Here are a few McCain-Palin supporters bearing signage:
No change for this kid!
His hat reads "Obama, Yes We Can... STOP HIM!"
That Palin is a dingdong?
So the rally was not the blood-and-thunder affair I'd anticipated. In a way, I found it underwhelming -- though that may have been due to where I was standing. It also didn't seem quite as huge to me as the news reports are saying, but I'll take their word for it.
The undercover mission concluded with this delicious chicken BBQ sandwich from the Famous Dave's stall.
My reward.
Initial afterthoughts
November 5th 03:55pm
When I began this blog in its current form, a couple weeks after my coverage of the Democratic National Convention, I half expected it to be an exercise in masochism. McCain and Palin were riding high in the polls following her hard-edged acceptance speech at the RNC. Obama was under constant attack. The course of events seemed all too familiar.

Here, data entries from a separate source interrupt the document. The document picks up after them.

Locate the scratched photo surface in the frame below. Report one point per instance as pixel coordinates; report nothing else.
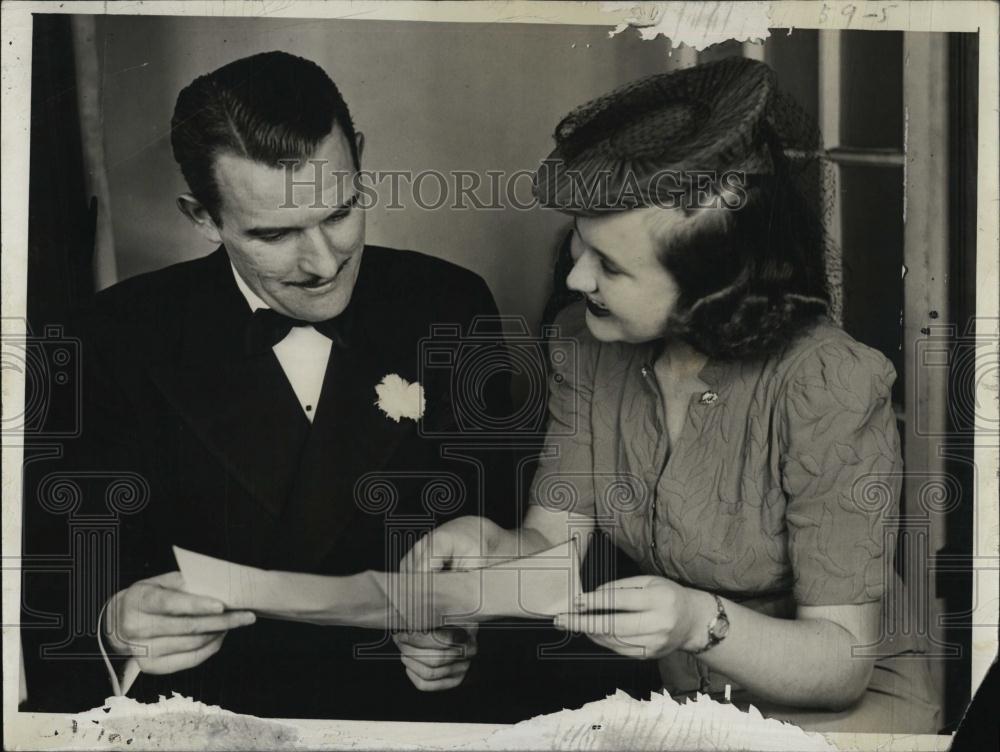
(484, 363)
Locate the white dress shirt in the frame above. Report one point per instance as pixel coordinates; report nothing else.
(303, 355)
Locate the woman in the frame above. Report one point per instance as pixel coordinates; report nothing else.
(740, 447)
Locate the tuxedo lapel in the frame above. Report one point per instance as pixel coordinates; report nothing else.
(349, 438)
(241, 406)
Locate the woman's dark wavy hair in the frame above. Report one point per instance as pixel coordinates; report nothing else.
(268, 107)
(751, 278)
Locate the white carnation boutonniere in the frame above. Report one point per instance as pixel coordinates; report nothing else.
(398, 398)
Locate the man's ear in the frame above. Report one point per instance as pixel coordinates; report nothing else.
(195, 211)
(359, 140)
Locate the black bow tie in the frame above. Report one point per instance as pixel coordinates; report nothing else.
(268, 327)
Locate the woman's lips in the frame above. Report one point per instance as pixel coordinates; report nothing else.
(597, 310)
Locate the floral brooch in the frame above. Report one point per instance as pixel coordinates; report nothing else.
(398, 398)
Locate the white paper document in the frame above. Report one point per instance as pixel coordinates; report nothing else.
(537, 586)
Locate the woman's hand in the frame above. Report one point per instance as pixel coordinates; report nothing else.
(165, 628)
(642, 617)
(439, 659)
(462, 543)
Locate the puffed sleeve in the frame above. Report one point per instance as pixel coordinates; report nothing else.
(841, 472)
(564, 479)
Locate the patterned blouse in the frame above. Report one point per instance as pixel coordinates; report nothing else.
(782, 489)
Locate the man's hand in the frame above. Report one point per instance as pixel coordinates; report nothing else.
(166, 629)
(644, 617)
(437, 660)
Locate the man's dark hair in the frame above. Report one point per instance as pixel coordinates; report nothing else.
(752, 278)
(268, 107)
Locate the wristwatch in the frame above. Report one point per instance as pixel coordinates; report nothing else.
(718, 628)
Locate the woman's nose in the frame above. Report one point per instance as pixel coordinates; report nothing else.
(581, 277)
(317, 254)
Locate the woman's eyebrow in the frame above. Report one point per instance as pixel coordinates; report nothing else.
(604, 256)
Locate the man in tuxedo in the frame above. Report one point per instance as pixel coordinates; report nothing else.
(237, 393)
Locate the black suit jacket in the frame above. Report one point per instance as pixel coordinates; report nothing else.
(188, 440)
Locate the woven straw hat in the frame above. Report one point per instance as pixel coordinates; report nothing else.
(711, 117)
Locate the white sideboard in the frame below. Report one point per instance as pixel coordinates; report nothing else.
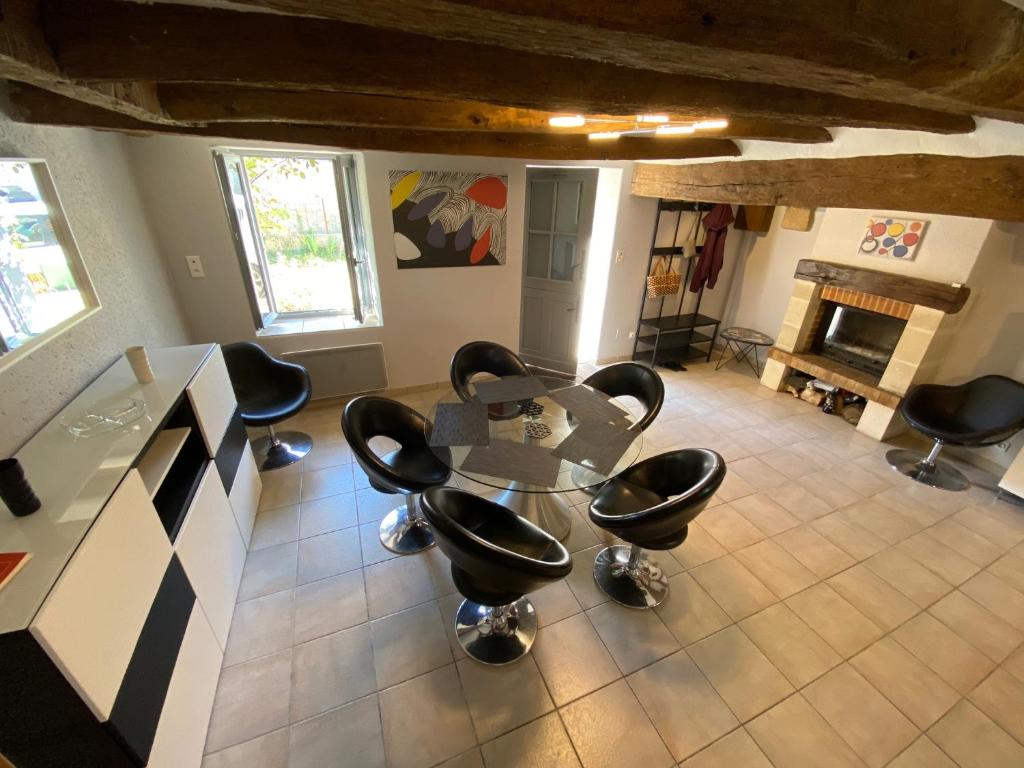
(113, 635)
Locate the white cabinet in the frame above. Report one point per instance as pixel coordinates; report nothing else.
(181, 733)
(91, 620)
(212, 552)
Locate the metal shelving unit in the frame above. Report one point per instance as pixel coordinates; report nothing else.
(669, 339)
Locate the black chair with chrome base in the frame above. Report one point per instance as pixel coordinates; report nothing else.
(981, 412)
(410, 469)
(497, 557)
(269, 391)
(624, 380)
(650, 506)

And then something happened. Many things, actually. The first was Tina Fey's Palin impersonation on SNL. I had just asked in a post whether late-night comedians were making fun of Palin in any meaningful way, and sure enough, a commenter linked to the first Fey skit that had run a couple days earlier. All the tension that had been building up over the Palin nomination suddenly found an outlet. Her self-sabotage in the Gibson and Couric interviews only added fuel to the fire. Then came the financial meltdown, Obama's steady debate performances, and McCain's spastic devolution.
More generally, I see a shift in the culture away from the Bush-Cheney zeitgeist. In 2004, I wrote that America had become a "snorting, stomping, hate-filled beast" that I no longer recognized from my childhood. Pseudo-patriotism, extreme militarism, and self-righteous, jaw-jutting, macho posturing ruled the day. At times it felt like the country had literally become a giant Hummer. It seemed like that mindset would never end.
Those attitudes are certainly still around, but they've curdled somewhat. Katrina, Iraq , and the economy have had a humbling effect. Politicians can no longer get away with dividing the country into "real" and "fake" portions. Yet the McCain campaign acted as though it were stuck in 2004. And why wouldn't they? The same people who ran Bush's 2004 campaign were calling the shots.